In this column, I will provide a detailed analysis of the second of six items in my controversial article “6 IT trends government IT managers should be wary of.” The second item, titled “Web 2.0 is not pixie dust,” briefly questioned the wisdom of crowds and warned against looking at Web 2.0 as a panacea. I also recommended relegating Web 2.0 to areas that tap its strength, which is primarily nonattributed commentary and workgroup collaboration.
Unfortunately, some readers took my comment as a defense of the status quo and an attack against Web 2.0 technologies and their potential for reinventing government. That is not the case at all, and in this article, I will provide the rest of the story on why government IT managers should not confuse the fleeting hype of Web 2.0 for the difficult realities of institutionalizing information management.
As in my column on cloud computing, which was first on my list of information technology trends, let’s start with the positive aspects of the technology. Web 2.0 has transformed the Web from static, read-only HTML pages to full-fledged, interactive Web applications. It is great technology that has a role in all public-facing government Web sites and the next wave of application development.
However, I wanted to caution government managers about believing that Web 2.0, because of the buzz around its ability to engage people, was a substitute for the less glamorous side of transparency. A sprinkling of Web 2.0 here and there will not alleviate the hard challenges of government IT and, in some cases, could harm them by disproportionately redirecting resources better used elsewhere.
Specifically, let’s examine why Web 2.0 does not equal transparency. A Web 2.0 site is analogous to transparency just as pretty props on a stage are analogous to a hit Broadway show. The key distinction is that the fruit of the tree is not the tree. Instead, it flowers because of an intricate support system of branches, a trunk and deep roots. An industrial analogy for this is that when you get a drink of water from your faucet, your faucet is not the plumbing, sewer or treatment plant for ensuring that water is safe to drink.
Now back to transparency and participatory democracy: WhiteHouse.gov having a blog and posting videos is not participatory democracy. It is not a bad thing, but let’s not confuse the flash for substance. Need more proof? The No. 1 comment during the Obama administration’s transition on Change.gov advocated the legalization of marijuana. Did that affect policy? Not really.

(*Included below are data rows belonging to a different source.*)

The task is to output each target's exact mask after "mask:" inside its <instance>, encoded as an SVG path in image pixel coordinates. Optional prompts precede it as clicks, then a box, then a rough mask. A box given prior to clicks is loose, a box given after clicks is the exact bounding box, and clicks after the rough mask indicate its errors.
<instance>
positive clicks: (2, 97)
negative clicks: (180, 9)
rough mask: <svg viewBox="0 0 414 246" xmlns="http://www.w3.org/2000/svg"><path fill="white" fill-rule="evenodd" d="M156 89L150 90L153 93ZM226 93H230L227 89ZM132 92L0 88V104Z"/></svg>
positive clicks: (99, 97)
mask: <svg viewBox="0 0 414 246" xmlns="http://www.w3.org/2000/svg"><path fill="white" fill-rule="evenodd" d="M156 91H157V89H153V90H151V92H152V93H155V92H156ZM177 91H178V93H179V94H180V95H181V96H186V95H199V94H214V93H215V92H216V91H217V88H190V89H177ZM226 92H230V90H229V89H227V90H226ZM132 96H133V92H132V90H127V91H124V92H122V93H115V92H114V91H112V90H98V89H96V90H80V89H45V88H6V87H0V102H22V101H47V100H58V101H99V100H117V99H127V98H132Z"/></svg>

Correlating this to IT, it is important not to prioritize Web 2.0 expenditures over the real source of transparency, which is records management, data governance and information sharing. Given that many government organizations are still at a primitive state with regard to information management — still dominated by standalone systems — setting up a blog on your public Web site does not erase those hard truths and certainly is not a substitute for them.
So what is the proper place for Web 2.0 in agency’s IT architecture? Web 2.0 can and should be part of the information value chain. It should be implemented as part of an overall information strategy to collect feedback from the public and internally to increase collaboration. Although the hype is focused on social-media sites, I believe the real breakthroughs with Web 2.0 for the government are in its use for collaboration on sites such as Intellipedia and the Defense Department's Techipedia.
Finally, in our enthusiasm for transparency, I hope we do not forget information sharing. We know that inadequate information sharing contributed to the 2001 terrorist attacks, and it is not nearly a solved problem. Because budgets are often zero-sum games, I would assert that solving information sharing is more important than using Web 2.0. Fortunately, the same infrastructure and processes required for information sharing provide the path to achieving real transparency.